In the old days, astronomy was simple – comets had tails and asteroids didn’t. Now, as if to not only disprove such established views, but drive the point home, NASA's Hubble Space Telescope took images in September of an asteroid called P/2013 P5 that has not one, but six comet-like tails.
P/2013 P5 is located in our solar system's asteroid belt and was first discovered in August by astronomers using the Pan-STARRS survey telescope in Hawaii. At that time, it was just a fuzzy image, but when the Hubble was turned on it on September 10, it revealed six distinct tails and looked like a rotating lawn sprinkler.
When Hubble looked again on September 23, the asteroid looked as if it had turned. The tails are very likely dust being ejected from the asteroid and it seems to have been doing so on and off for at least five months. As with a comet, the tails spread out by being blown by solar radiation.
"We were literally dumbfounded when we saw it," says lead investigator David Jewitt of the University of California at Los Angeles (UCLA). "Even more amazing, its tail structures change dramatically in just 13 days as it belches out dust. That also caught us by surprise. It's hard to believe we’re looking at an asteroid."
Despite the tails, P/2013 P5 is not a comet. According to Jewitt, the orbit of P/2013 P5 and its small size indicates that it isn’t likely to be a comet, but rather may have been part of a larger asteroid that broke up 200 million years ago in a collision that may have subjected it to temperatures as high as 1,500° F (815° C). If so, the ice that makes up a comet would have boiled away and P/2013 P5 is more likely made of metamorphic rocks.
According to NASA, P/2013 P5 has been ejecting dust periodically for at least five months. Astronomers hypothesize that the 1,400-ft (426-m) asteroid may have recently sped up due to solar radiation rather than a collision with another asteroid because there isn’t any sign of a debris cloud. The asteroid’s spin eventually became so fast that it’s now tearing itself apart and the dust is billowing out like plaster dust from a shattered ceiling.
The NASA team is observing the dust plumes closely to see if they are concentrated on the asteroid’s equator.

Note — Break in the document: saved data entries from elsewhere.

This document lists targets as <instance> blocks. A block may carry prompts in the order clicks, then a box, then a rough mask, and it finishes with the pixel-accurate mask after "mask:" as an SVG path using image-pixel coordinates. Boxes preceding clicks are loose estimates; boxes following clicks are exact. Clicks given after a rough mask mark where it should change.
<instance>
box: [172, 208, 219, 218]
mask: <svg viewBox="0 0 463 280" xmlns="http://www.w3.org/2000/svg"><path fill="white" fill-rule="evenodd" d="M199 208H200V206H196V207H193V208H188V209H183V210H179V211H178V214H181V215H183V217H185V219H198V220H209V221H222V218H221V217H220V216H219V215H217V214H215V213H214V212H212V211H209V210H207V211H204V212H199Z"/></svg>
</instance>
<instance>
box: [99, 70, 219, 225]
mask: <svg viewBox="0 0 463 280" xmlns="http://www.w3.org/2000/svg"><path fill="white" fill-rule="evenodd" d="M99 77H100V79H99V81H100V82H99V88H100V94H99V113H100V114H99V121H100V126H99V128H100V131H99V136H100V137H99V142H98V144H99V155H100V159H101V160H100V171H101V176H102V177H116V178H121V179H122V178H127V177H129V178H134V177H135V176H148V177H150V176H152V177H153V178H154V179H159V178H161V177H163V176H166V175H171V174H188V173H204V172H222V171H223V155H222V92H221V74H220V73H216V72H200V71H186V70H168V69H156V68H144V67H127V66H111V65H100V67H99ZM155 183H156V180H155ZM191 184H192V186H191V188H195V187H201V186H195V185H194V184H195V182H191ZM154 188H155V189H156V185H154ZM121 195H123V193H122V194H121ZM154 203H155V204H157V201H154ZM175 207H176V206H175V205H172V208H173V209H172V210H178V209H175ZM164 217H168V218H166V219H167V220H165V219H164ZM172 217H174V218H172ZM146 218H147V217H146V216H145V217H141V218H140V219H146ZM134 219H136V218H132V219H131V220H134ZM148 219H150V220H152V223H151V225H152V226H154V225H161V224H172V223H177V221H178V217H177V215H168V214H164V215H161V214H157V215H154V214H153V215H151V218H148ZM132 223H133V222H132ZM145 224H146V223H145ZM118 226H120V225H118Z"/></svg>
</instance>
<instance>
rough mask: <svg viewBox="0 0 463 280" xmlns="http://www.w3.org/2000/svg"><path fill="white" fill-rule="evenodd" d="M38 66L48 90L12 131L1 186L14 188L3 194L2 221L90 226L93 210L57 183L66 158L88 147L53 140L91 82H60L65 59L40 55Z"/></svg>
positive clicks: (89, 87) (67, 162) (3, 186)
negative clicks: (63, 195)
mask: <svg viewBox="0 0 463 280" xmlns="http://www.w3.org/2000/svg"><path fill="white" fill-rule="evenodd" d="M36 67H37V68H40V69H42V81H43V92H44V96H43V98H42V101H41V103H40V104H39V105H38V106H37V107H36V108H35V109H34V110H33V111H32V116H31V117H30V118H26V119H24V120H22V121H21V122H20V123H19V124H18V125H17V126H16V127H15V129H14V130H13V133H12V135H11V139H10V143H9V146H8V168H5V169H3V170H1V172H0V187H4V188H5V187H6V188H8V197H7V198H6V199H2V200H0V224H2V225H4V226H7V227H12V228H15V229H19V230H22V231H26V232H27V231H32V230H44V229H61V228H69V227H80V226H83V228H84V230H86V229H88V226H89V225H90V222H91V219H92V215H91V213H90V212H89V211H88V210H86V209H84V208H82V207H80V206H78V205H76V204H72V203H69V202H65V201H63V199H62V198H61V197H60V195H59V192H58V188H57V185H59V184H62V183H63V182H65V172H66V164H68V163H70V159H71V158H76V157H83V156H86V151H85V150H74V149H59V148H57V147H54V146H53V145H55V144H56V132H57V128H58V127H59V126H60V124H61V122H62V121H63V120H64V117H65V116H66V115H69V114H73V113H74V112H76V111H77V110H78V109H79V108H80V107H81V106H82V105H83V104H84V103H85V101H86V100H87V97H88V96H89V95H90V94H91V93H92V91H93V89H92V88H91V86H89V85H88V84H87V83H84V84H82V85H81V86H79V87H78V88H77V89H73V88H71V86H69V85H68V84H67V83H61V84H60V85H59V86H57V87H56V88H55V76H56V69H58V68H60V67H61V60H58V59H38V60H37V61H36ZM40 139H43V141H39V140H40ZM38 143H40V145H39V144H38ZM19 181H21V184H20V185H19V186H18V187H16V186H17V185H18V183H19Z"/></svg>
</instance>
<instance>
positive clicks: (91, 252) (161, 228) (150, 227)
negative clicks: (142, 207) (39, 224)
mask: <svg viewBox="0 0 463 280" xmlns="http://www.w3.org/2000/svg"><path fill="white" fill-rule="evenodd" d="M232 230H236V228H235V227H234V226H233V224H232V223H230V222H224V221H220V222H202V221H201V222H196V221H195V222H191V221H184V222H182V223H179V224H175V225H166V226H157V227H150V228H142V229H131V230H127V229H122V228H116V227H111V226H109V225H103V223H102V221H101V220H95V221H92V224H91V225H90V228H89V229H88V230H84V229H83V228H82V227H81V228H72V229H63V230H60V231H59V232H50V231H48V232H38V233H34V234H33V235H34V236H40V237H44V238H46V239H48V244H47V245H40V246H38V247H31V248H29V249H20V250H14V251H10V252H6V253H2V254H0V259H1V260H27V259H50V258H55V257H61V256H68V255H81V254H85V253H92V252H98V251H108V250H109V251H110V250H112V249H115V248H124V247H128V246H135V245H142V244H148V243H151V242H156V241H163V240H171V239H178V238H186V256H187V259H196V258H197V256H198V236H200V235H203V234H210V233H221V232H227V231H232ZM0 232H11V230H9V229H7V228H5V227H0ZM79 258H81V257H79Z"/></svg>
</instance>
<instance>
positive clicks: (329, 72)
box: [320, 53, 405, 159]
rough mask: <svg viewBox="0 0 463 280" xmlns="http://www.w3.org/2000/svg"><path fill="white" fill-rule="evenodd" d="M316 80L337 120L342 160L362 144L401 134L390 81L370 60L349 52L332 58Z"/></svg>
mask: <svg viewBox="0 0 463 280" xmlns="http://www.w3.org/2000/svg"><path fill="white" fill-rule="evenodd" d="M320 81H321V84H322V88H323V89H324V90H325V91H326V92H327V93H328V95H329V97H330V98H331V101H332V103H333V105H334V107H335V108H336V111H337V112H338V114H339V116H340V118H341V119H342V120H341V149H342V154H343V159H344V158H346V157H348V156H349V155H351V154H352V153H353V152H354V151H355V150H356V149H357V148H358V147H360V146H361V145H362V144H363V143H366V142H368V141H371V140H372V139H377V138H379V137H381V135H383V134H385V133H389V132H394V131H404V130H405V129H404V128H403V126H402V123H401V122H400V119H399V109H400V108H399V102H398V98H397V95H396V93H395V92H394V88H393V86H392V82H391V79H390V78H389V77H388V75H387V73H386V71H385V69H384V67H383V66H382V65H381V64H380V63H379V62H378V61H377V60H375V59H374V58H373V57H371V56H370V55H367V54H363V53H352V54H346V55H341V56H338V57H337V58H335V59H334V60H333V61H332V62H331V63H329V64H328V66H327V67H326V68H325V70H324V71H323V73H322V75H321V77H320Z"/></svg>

If so, it would support the spin hypothesis.
NASA says that modeling of the asteroid’s behavior by Jessica Agarwal of the Max Planck Institute for Solar System Research in Lindau, Germany indicates that between 100 and 1,000 tons of dust have erupted from the asteroid over five occasions on April 15, July 18, July 24, August 8, August 26 and September 4.
Jewitt believes that if the rotation hypothesis is correct, P/2013 P5 may not be an isolated incident. "In astronomy, where you find one, you eventually find a whole bunch more," Jewitt says. "This is just an amazing object to us, and almost certainly the first of many more to come."
The NASA team’s results were published in the November 7 issue of the Astrophysical Journal Letters.